The aggregate purchase price of the 2,167,956 ADSs beneficially owned by Trading Fund OS is approximately $2,041,008, including
brokerage commissions. The aggregate purchase price of the 3,936,040 ADSs beneficially owned by the Partners Managed Accounts
is approximately $3,666,317, including brokerage commissions.

In connection
with the Subscription Agreement (as defined below), Reporting Persons purchased (i) Series A warrants to purchase an
aggregate of 2,973,451 ADSs at an exercise price of $2.00 per Share (the “Series A Warrants”) and (ii) Series B
warrants to purchase an aggregate of 2,973,451 ADSs at an exercise price of $4.00 per Share (the “Series B
Warrants” and with the Series A Warrants, the “Warrants”). The Warrants are subject to blocker provisions
described in Item 5 and are owned by the Reporting Persons as described in Item 5.

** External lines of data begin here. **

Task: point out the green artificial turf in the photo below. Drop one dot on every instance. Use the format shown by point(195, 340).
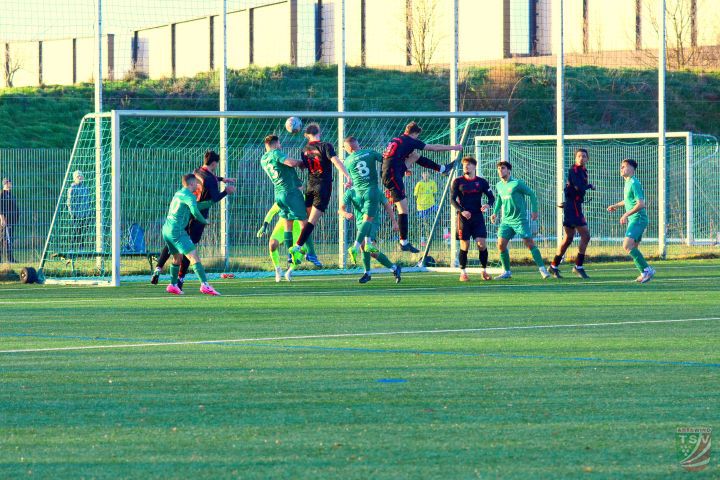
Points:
point(326, 378)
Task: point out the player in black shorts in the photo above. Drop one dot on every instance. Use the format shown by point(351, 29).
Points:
point(466, 196)
point(573, 216)
point(318, 157)
point(398, 151)
point(209, 190)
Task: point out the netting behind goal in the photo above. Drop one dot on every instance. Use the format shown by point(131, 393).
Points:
point(155, 150)
point(692, 182)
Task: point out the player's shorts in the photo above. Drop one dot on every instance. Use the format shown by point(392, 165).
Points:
point(394, 185)
point(427, 213)
point(472, 228)
point(291, 205)
point(573, 215)
point(318, 195)
point(373, 231)
point(509, 230)
point(177, 242)
point(278, 233)
point(635, 229)
point(369, 201)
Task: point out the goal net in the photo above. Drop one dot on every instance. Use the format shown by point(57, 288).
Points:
point(126, 166)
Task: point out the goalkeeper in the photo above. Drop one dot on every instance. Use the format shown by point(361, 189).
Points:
point(183, 206)
point(276, 237)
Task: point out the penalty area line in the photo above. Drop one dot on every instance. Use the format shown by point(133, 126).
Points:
point(354, 335)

Item 4. Purpose of Transaction

On July 26,
2017, Reporting Persons entered into a subscription agreement (the “Subscription Agreement”) with the Issuer to
purchase (i) 8,495,575 ADSs, (ii) 2,973,451 Series A Warrants, and (iii) Series B Warrants for an aggregate total purchase
price of $9,600,000.

Additionally, on July
26, 2017 Partners entered into a Voting and Standstill Agreement (the “Voting and Standstill Agreement”) with the Issuer.
Pursuant to Voting and Standstill Agreement, subject to certain conditions, the Reporting Persons have agreed to forego and to
waive any and all voting rights that the Reporting Persons may have in respect of the Issuer’s Shares that exceed 19.99%
of the Company’s total then outstanding voting power on any matter brought to a vote of the Issuer’s shareholders.
In addition, the Reporting Persons have agreed to limit their direct and indirect interest in the Issuer, and at no time shall the
Reporting Persons have more than a 24.99% of the economic interest in the Company’s voting securities, whether or not paired
with a right to vote.

The foregoing description
of the Subscription Agreement and the Voting and Standstill Agreement are qualified in their entirety by reference to the Subscription
Agreement and the Voting and Standstill Agreement, which are attached hereto as Exhibit 99.2 and 99.3, respectively, and are incorporated
herein by reference.

The Reporting Persons
purchased the ADSs and Warrants based on the Reporting Persons’ belief that such securities, when purchased, were undervalued
and represented an attractive investment opportunity. Depending upon overall market conditions, other investment opportunities
available to the Reporting Persons, and the availability of securities of the Issuer at prices that would make the purchase or
sale of such securities desirable, the Reporting Persons may endeavor to increase or decrease their position in the Issuer through,
among other things, the purchase or sale of securities of the Issuer on the open market or in private transactions or otherwise,
on such terms and at such times as the Reporting Persons may deem advisable.

No Reporting Person
has any present plan or proposal which would relate to or result in any of the matters set forth in subparagraphs (a) – (j) of
Item 4 of Schedule 13D except as set forth herein or such as would occur upon or in connection with completion of, or following,
any of the actions discussed herein. The Reporting Persons intend to review their investment in the Issuer on a continuing basis.
Depending on various factors including, without limitation, the Issuer’s financial position and investment strategy, the
price levels of the securities of the Issuer, conditions in the securities markets and general economic and industry conditions,
the Reporting Persons may in the future take such actions with respect to their investment in the Issuer as they deem appropriate
including, without limitation, engaging in communications with management and the Board of the Issuer, engaging in discussions
with stockholders of the Issuer and others about the Issuer and the Reporting Persons’ investment, making proposals to the
Issuer concerning changes to the capitalization, ownership structure, board structure (including board composition) or operations
of the Issuer, purchasing additional securities of the Issuer, selling some or all of their securities of the Issuer, engaging
in short selling of or any hedging or similar transaction with respect to the such securities, or changing their intention with
respect to any and all matters referred to in Item 4.